Once, I shyly gave her a necklace of flowers (queen-of-the-night for my lily-of-the-eve), bought with my own pocket-money from a hawker-woman at Scandal Point. ‘I don’t wear flowers,’ Evelyn Lilith said, and tossed the unwanted chain into the air, spearing it before it fell with a pellet from her unerring Daisy air-pistol. Destroying flowers with a Daisy, she served notice that she was not to be manacled, not even by a necklace: she was our capricious, whirligig Lill-of-the-Hill. And also Eve. The Adam’s-apple of my eye. (ibidem)

La punizione per la sua prepotenza è, come nel caso precedente, l’esposizione attraverso il ridicolo della descrizione, per mezzo della trascrizione del suo difetto di pronuncia misto a un terribile accento yankee (“‘Hey, you widda leaky nose! Stop watching the schoopid ball, ya crumb! I’ll showya something worth watching!’, p. 182) e della condensazione definitoria derisoria: la cowgirl in erba (e apparecchio dentale), è definita una “Annie Oakley in tooth-braces” (ibidem).

Abbastanza immediato anche il gioco sulla polisemia del termine “Indians”, che vale sia per la nazionalità dei bambini angariati che per il ruolo che questi vengono ad assumere nella visione colonialista da americano della frontiera di Evie: “‘From now on, there’s a new big chief around here.
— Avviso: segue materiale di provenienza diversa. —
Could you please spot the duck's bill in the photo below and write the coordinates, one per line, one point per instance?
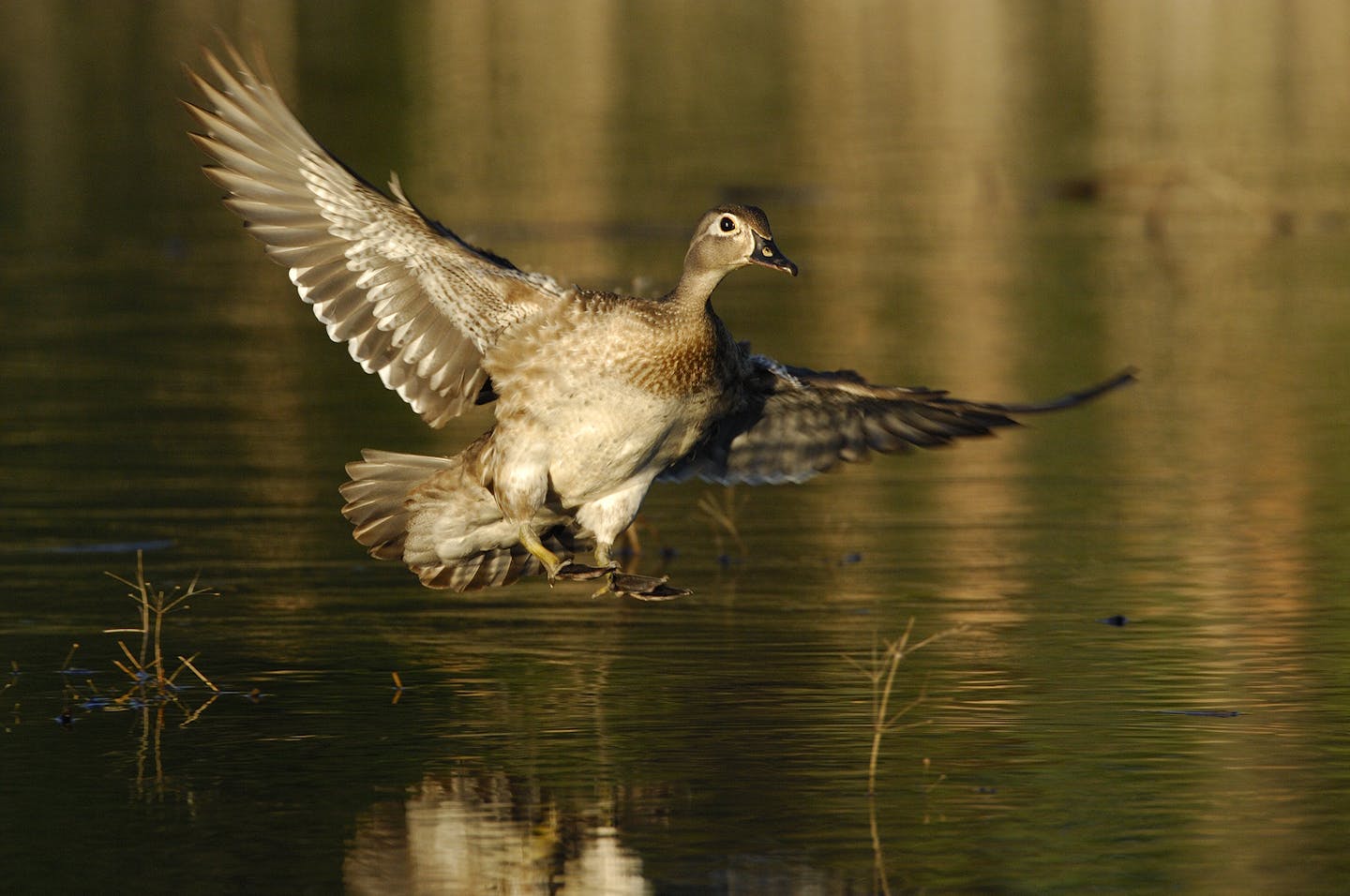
(769, 255)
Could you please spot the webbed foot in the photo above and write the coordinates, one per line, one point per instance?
(568, 571)
(641, 588)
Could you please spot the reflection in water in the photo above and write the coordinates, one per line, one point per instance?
(488, 834)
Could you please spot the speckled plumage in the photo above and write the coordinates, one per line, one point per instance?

Okay, Indians? Any arguments?’” (183).

Come in ogni (parodia) western che si rispetti, l’episodio si concluderà con una sfida all’ultimo sangue, per garantire a uno dei due contendenti la permanenza in una città troppo piccola per entrambi. A opporsi ad Evie sarà Brass Monkey, la sorella di Saleem. In questo caso il comico gioca sulle convenzioni di genere e sull’inadeguatezza del materiale. La preparazione del duello, infatti, ha un tono epico che va a sgonfiarsi quando viene descritta la vera e propria tenzone, una prosaica rissa tra due bambine.
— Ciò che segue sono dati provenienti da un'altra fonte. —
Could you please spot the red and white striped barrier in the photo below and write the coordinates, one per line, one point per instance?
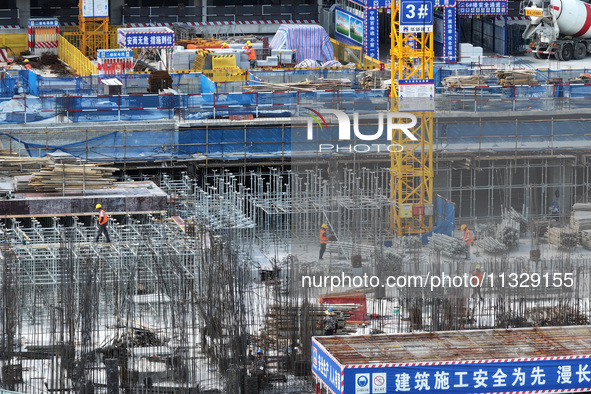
(512, 18)
(224, 23)
(43, 35)
(4, 55)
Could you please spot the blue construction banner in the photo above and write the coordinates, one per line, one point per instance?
(496, 376)
(145, 38)
(113, 53)
(449, 35)
(416, 16)
(326, 368)
(348, 27)
(371, 41)
(43, 22)
(482, 7)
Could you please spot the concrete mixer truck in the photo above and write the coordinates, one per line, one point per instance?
(558, 27)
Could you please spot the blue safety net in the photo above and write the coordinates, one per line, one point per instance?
(444, 219)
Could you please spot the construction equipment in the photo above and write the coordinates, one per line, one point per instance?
(412, 167)
(558, 27)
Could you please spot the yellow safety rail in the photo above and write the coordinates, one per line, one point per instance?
(70, 55)
(15, 43)
(75, 37)
(226, 75)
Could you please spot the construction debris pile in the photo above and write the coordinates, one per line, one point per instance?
(562, 237)
(490, 245)
(447, 245)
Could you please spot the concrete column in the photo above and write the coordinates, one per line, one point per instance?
(24, 12)
(116, 12)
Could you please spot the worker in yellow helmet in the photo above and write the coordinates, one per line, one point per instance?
(103, 221)
(323, 240)
(467, 237)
È il caso di spendere due parole anche per la vincitrice della contesa, Brass Monkey, uno dei pochi personaggi a difettare di tratti caricaturali fisici (a meno che non si voglia considerare tale – e probabilmente per la complessione indiana lo è – la folta criniera rosso tiziano che le è valsa il soprannome), che compensa questa carenza con un’abitudine sviluppata fin dalla più tenera età al fine di conquistare l’attenzione degli adulti: dar fuoco alle loro calzature:

my sister the Brass Monkey developed the curious habit of setting fire to shoes. […] Obliged to fight for attention, possessed by her need to place herself at the centre of events, even of unpleasant ones (she was my sister, after all; but no prime minister wrote letters to her, no sadhus watched her from their places under garden taps; unprophesied, un-photographed, her life was a struggle from the start), she carried her war into the world of footwear, hoping, perhaps, that by burning our shoes she would make us stand still long enough to notice that she was there ... she made no attempt at concealing her crimes. When my father entered his room to find a pair of black Oxfords on fire, the Brass Monkey was standing over them, match in hand. His nostrils were assailed by the unprecedented odour of ignited boot-leather, mingled with Cherry Blossom boot-polish and a little Three-In-One oil ... ‘Look, Abba!’ the Monkey said charmingly, ‘Look how pretty – just the exact colour of my hair!’

Despite all precautions, the merry red flowers of my sister’s obsession blossomed all over the Estate that summer, blooming in the sandals of Nussie-the-duck and the film-magnate footwear of Homi Catrack; hair- coloured flames licked at Mr Dubash’s down-at-heel suedes and at Lila Sabarmati’s stiletto heels. Despite the concealment of matches and the vigilance of servants, the Brass Monkey found her ways, undeterred by punishment and threats. For one year, on and off, Methwold’s Estate was assailed by the fumes of incendiarized shoes; until her hair darkened into anonymous brown, and she seemed to lose interest in matches. (150)

Con questo tipo di comico ritorniamo al piacere bachtiniano della rimozione dalle costrizioni: qua non ridiamo di Brass Monkey ma con lei. Il suo gesto anarchico di rivolta liberatrice contro il potere adulto ci permette di godere, anche se solo per un momento e per interposta persona, del piacere dell’abbandono ai più piacevoli istinti antisociali.